There are many opportunities for kayaking and hiking tours of Thailand's most loved nature spots. Seeing this tropical landscape from the open waters is a perfect option for those in search of pure, raw nature and adventure. Take a jungle kayak tour through the famous Khao Sok National Park where you can see many otters, monkeys, gibbons, langurs, tapirs, wild pigs and elephants right from the boat. The birdlife is spectacular. Besides at least 8 species of hornbills, kingfishers and other colorful tropical birds will surprise you as you paddle.
Phang-Nga Bay, part of Ao Phang Nga National Park in Southern Thailand, is undoubtedly one of the most popular sea kayaking destinations in the country. From tidal sea caves, dozens of deserted lagoons and islands, limestone cliffs, and plentiful wildlife sightings, there is plenty to explore. Enjoy the sights by day or take an unforgettable “hong by starlight” journey. If you have a chance to stay and camp, take a night-time swim in the warm sea for a spectacular view of the stars! Phang Nga Bay boasts over 88 species of birds and more than 82 species of fish. Leave your kayak for a swim and float above a rich array of coral reefs, sea urchins, sting ray, giant clams, and anemone.

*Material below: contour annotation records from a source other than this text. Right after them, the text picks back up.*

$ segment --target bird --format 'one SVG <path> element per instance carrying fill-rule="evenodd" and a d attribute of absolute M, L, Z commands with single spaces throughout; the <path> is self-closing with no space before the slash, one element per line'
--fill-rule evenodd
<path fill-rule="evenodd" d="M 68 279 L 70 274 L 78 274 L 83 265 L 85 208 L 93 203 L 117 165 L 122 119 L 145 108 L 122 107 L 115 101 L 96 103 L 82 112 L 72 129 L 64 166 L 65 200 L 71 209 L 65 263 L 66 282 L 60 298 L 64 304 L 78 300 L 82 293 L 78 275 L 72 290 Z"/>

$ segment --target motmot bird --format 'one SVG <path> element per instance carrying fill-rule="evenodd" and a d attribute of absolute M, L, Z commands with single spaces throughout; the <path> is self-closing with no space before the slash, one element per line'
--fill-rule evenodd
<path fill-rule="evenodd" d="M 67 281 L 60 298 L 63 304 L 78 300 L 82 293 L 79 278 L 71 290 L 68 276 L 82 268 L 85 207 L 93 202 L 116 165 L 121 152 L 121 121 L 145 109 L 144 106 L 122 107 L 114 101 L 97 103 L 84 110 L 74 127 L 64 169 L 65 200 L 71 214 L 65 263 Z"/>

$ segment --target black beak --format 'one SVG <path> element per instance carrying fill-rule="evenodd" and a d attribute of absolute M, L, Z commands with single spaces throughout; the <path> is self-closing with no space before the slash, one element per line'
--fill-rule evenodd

You will kayak through areas of majestic mangrove and thai kratom trees and pass under stalactite rocks. Along the way, look out for monkeys climbing the rocks and swinging from the vines and vertical vegetation. The type of monkey in this park is called the Crab-Eating Macaque, due to their diet of crabs and oysters in their island environment. The park is absolutely teeming with wildlife. Brightly colored fiddler crabs, giant monitor lizards and mudskippers are common in these waters and special to the mangrove forest eco-system.
The Islands of Trang are another destination in southeast Thailand that draws kayakers who want to dip their paddles into the crystal clear waters, relax on stunning white sand beaches, and enjoy lush hills, waterfalls and limestone caves. The coastline stretches 120 miles from the Andaman Sea to the Straits of Malacca and encompasses 46 larger and smaller islands. This area is protected as a national parkland and sees less visitors than other areas of the country.
The main reason to paddle through the waters around the Islands of Trang is to have up-close encounters with the marine wildlife. The waters are just teeming with fish. You can snorkel, and at low tide, even walk out onto the coral reefs. Paddlers who venture here have the very special experience of seeing the herbivorous marine mammal and Trang Province's state icon, the dugong, or “lady of the sea.” Dugongs are most closely related to the manatee and the elephant, and are now endangered.
Visitors can strike out into the open waters and paddle from island to island. Ko Muk is the most well known of the islands because of a special rock formation, Tham Morakot, or 'Emerald Cave.' Accessible only during low tide with a guide, you can swim through a hidden tunnel to reach it and then emerge into a breathtakingly green lagoon surrounded by white sands, limestone cliffs and blue sky. Ko Libong is Trang's largest island and has the best variety of local and migratory birds. Ko Sukorn, Ko Hai and some of the other smaller islands are excellent choices for a quiet swim, snorkel, or look around the hidden reefs.
Some of the best-known kayaking takes place in Krabi. Explore the dramatic scenery, caves, canyons and waters, as well as the local villages. Ao Thalane, or Thalane Bay, is the most beautiful mangrove forest in the country, brimming with animal activity. You will see different things at any time of day that you go, and no two trips are the same. During high tide there are many channels that you can easily paddle through to see the many caves and lagoons. Viewing the intricate root systems, all the fish that live in the mud, the kingfishers, herons and all the birds that feed off of them, is best during low tide. The beautiful karst mountains form a magical backdrop for Krabi's amazing coastline and rich ecosystem.